The move to privatize more healthcare in Ontario has been a hotly debated topic since the Covid-19 pandemic crippled the province's hospital systems—leaving nurses, doctors, and patients burnt out.
“The way I can describe it, you have a dam, you have a log jam, are you going to just keep pouring the water up against the logs?” Ford said during his announcement.
“Or are you going to reroute some of the water and take the pressure off the dam?” Ford added, “You see what happens when the dam has too much water, it breaks.” But not everyone was on board with Ford's plan.
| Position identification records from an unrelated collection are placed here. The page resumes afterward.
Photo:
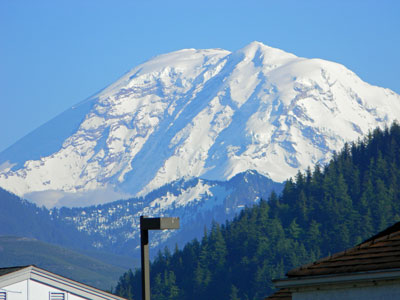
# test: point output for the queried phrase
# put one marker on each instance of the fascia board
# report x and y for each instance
(71, 286)
(337, 279)
(56, 281)
(15, 277)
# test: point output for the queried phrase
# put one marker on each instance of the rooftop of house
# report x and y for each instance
(7, 270)
(376, 254)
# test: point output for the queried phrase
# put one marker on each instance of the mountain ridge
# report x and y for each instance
(198, 113)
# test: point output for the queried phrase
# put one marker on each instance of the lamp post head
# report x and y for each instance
(158, 223)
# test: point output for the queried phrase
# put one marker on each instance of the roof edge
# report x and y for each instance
(388, 274)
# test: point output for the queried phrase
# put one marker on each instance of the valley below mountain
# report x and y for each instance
(197, 134)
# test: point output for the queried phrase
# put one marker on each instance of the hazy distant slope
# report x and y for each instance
(19, 251)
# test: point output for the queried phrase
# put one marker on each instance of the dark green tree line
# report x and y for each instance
(319, 212)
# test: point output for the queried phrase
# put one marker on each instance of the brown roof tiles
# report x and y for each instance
(380, 252)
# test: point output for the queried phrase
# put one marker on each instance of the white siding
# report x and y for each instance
(16, 291)
(39, 290)
(380, 292)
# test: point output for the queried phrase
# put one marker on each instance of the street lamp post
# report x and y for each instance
(147, 224)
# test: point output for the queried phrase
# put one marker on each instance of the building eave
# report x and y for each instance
(56, 281)
(338, 279)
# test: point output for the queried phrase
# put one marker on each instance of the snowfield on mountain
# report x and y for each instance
(207, 114)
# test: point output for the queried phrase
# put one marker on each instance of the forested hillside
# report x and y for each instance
(319, 212)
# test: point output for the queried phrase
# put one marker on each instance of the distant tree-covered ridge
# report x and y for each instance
(320, 211)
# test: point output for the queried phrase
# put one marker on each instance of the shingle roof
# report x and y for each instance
(380, 252)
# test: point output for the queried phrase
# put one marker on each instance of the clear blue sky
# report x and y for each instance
(54, 54)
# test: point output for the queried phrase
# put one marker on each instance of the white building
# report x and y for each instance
(33, 283)
(371, 270)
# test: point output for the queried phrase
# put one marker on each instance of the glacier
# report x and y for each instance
(207, 114)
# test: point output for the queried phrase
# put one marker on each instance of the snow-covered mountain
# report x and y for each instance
(196, 113)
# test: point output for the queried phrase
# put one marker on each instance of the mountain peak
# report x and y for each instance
(197, 113)
(257, 50)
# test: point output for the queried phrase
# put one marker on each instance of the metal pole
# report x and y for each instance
(144, 243)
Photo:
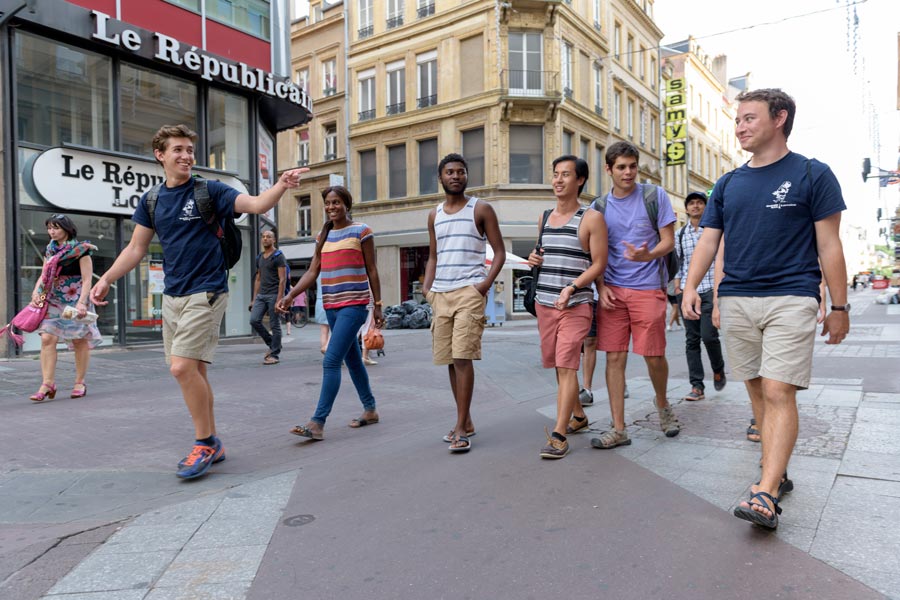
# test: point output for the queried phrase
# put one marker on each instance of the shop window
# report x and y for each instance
(250, 16)
(229, 133)
(63, 95)
(526, 154)
(149, 101)
(428, 166)
(473, 151)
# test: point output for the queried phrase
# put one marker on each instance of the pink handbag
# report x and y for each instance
(30, 317)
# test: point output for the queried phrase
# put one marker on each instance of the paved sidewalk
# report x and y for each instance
(384, 512)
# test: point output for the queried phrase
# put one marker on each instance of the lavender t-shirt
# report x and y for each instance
(627, 221)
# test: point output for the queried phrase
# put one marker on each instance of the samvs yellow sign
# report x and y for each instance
(676, 123)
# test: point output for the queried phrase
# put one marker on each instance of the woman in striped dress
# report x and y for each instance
(345, 257)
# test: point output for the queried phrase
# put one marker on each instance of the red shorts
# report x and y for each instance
(562, 333)
(638, 314)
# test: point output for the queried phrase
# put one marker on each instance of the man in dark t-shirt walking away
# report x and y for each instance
(268, 289)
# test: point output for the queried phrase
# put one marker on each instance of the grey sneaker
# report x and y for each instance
(611, 439)
(554, 448)
(694, 395)
(586, 397)
(719, 381)
(668, 422)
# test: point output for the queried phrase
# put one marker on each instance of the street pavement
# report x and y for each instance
(90, 508)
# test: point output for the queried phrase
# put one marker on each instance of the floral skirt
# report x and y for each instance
(66, 292)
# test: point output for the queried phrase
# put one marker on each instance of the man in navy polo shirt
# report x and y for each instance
(780, 216)
(196, 293)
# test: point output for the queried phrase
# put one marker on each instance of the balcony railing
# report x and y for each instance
(396, 109)
(426, 101)
(529, 83)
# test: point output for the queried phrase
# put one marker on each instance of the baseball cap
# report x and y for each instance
(697, 195)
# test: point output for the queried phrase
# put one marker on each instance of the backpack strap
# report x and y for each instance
(152, 197)
(651, 203)
(206, 207)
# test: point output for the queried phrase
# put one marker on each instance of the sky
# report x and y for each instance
(844, 113)
(840, 113)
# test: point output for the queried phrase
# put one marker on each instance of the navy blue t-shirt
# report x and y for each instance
(192, 255)
(767, 216)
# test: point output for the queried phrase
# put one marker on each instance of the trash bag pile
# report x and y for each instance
(408, 315)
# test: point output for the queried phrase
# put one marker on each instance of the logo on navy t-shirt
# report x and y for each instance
(781, 196)
(188, 213)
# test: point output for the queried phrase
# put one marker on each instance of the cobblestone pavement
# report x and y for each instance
(90, 509)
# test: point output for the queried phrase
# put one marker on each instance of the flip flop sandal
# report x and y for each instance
(784, 486)
(302, 431)
(577, 425)
(460, 449)
(449, 437)
(757, 518)
(361, 422)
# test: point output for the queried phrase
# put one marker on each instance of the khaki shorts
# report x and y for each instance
(457, 324)
(191, 325)
(770, 336)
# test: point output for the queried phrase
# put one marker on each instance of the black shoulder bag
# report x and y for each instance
(531, 292)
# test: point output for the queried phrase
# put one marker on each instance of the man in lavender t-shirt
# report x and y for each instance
(632, 304)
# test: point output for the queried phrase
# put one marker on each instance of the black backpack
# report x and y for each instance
(229, 236)
(651, 203)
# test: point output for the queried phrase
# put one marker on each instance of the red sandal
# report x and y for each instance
(47, 390)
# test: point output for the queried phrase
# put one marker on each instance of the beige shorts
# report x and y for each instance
(191, 325)
(457, 324)
(770, 336)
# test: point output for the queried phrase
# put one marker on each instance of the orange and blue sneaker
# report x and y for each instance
(199, 461)
(220, 456)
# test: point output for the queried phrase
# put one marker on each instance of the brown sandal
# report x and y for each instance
(304, 431)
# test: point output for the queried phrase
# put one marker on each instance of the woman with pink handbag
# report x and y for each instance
(66, 280)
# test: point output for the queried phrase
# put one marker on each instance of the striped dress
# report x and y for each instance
(460, 249)
(343, 267)
(564, 260)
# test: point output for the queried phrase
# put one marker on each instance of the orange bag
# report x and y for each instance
(373, 340)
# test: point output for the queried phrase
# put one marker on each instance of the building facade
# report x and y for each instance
(86, 84)
(510, 85)
(711, 146)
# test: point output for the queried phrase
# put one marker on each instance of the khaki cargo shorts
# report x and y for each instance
(770, 336)
(457, 324)
(191, 325)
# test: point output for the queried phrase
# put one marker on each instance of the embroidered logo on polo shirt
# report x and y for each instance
(781, 196)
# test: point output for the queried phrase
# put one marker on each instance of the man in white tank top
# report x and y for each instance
(456, 285)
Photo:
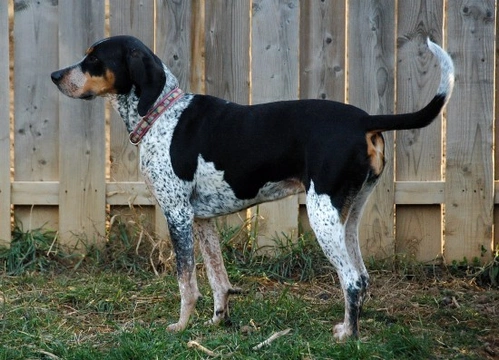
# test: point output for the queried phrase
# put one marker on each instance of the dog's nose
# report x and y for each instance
(57, 76)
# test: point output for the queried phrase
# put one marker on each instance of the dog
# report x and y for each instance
(203, 157)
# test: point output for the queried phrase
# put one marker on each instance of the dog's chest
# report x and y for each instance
(213, 196)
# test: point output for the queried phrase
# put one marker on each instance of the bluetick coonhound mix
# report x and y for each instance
(204, 157)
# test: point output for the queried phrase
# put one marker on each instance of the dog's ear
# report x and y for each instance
(147, 74)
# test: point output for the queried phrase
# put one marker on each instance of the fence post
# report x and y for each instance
(419, 151)
(82, 196)
(469, 172)
(5, 226)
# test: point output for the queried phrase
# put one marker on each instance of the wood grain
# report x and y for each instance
(5, 226)
(469, 170)
(323, 50)
(82, 196)
(419, 151)
(371, 77)
(36, 143)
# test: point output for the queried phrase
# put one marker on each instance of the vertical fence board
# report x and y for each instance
(274, 76)
(227, 37)
(5, 226)
(370, 75)
(135, 18)
(469, 173)
(82, 195)
(495, 245)
(174, 36)
(419, 151)
(35, 104)
(322, 50)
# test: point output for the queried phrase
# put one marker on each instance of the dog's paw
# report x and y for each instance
(342, 332)
(235, 291)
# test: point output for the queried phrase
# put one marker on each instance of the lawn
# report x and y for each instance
(54, 307)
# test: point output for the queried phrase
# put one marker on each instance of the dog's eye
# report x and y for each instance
(92, 59)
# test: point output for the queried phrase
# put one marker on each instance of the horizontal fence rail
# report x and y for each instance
(67, 164)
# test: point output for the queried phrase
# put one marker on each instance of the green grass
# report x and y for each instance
(110, 305)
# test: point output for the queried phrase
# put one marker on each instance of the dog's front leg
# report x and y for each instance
(209, 244)
(180, 225)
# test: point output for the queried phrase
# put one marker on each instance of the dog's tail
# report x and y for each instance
(426, 115)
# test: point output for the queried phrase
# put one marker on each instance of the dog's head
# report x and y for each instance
(113, 66)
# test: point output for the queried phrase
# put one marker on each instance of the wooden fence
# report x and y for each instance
(67, 164)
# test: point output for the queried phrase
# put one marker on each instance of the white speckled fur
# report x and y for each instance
(185, 203)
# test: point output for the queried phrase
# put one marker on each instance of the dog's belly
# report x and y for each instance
(213, 196)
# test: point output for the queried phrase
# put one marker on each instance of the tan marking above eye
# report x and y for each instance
(100, 85)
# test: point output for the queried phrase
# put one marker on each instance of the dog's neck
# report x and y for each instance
(126, 104)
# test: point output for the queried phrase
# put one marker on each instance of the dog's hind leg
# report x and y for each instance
(326, 222)
(209, 244)
(180, 223)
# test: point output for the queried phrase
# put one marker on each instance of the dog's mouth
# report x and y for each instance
(87, 96)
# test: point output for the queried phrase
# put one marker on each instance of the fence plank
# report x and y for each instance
(274, 76)
(469, 171)
(5, 226)
(82, 133)
(419, 151)
(35, 103)
(322, 50)
(135, 18)
(227, 37)
(495, 245)
(371, 68)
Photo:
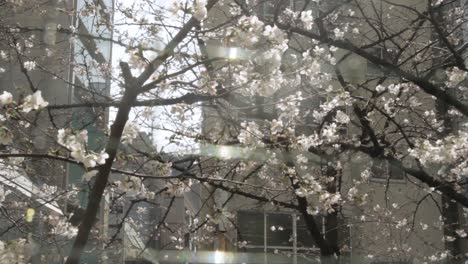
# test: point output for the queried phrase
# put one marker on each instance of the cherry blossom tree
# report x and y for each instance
(319, 108)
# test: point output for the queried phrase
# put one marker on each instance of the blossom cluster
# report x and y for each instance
(76, 142)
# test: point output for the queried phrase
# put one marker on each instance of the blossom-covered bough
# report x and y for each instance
(322, 109)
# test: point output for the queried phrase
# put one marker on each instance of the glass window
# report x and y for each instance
(382, 169)
(251, 227)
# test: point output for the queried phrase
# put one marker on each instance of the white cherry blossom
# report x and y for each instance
(34, 102)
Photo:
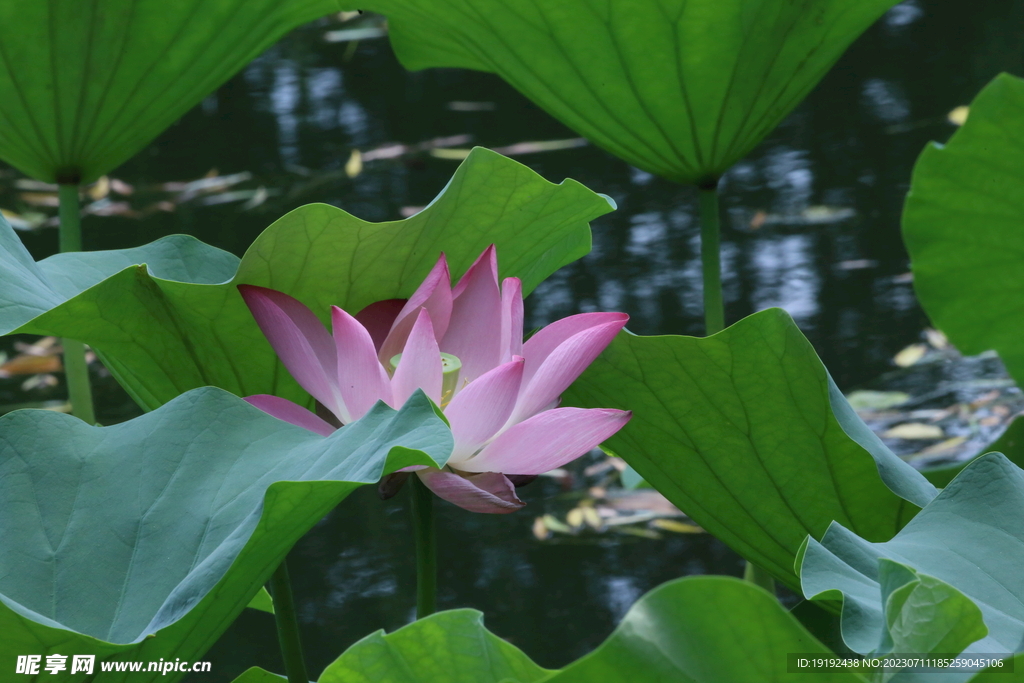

Five of Ontario’s largest public healthcare unions rallied support against Ford’s plans at the time under the assumption that allowing more privatization of Ontario's healthcare will divert funds from the public system.
“...this move will further starve our public healthcare system of funding and divert front-line staff to enrich private shareholders and diminish access to publicly-delivered healthcare,” the Canadian Union of Public Employees said in a statement on their website.
“Patients will wait even longer for healthcare under this scheme and should not be misled into believing they will not pay out of pocket,” the Union added.
The Ford government unveiled its three-step plan as well as the information that Ontario’s provincial health insurance plan would continue to pay for the necessary procedures needed to clear the province’s backlog of 206,000 patients waiting for routine surgeries, according to Global News’ Liam Casey and Allison Jones.
“The first stage of the plan involves adding 14,000 cataract surgeries through new centers in Windsor, Kitchener-Waterloo and Ottawa,” Casey and Liam noted.
Casey and Liam added that Ontario was also investing “$18 million in existing centers across the province for MRI and CT scans, cataract surgeries, other ophthalmic surgeries, certain gynecological surgeries, and plastic surgeries.”
Step two in Ford’s plan included expanding the scope of allowed private surgical and diagnostic centers, while step three would issue more licenses to private clinics to allow them to perform knee and hip replacements.
While Ontario has turned towards privatization to solve its surgery woes, provinces like British Columbia invested more in their public systems to get them back on track.
“Nearly a year ago, B.C. spent $11.5-million to bring two private surgical centers on Vancouver Island back into the public system,” wrote Globe and Mail journalist Dustin Cook in an opinion piece at the time of Ontario's partial privatization announcement.
Cook added that the move cut “the number of private surgery clinics across the province to seven and just under 5 percent of all surgeries in the last fiscal year.”
It will be interesting to see how the two different approaches play out over the next few years. But in the immediate future, battle lines were drawn and its clear th people of Ontario have no desire to see their hospital services delivered by private, for-profit clinics.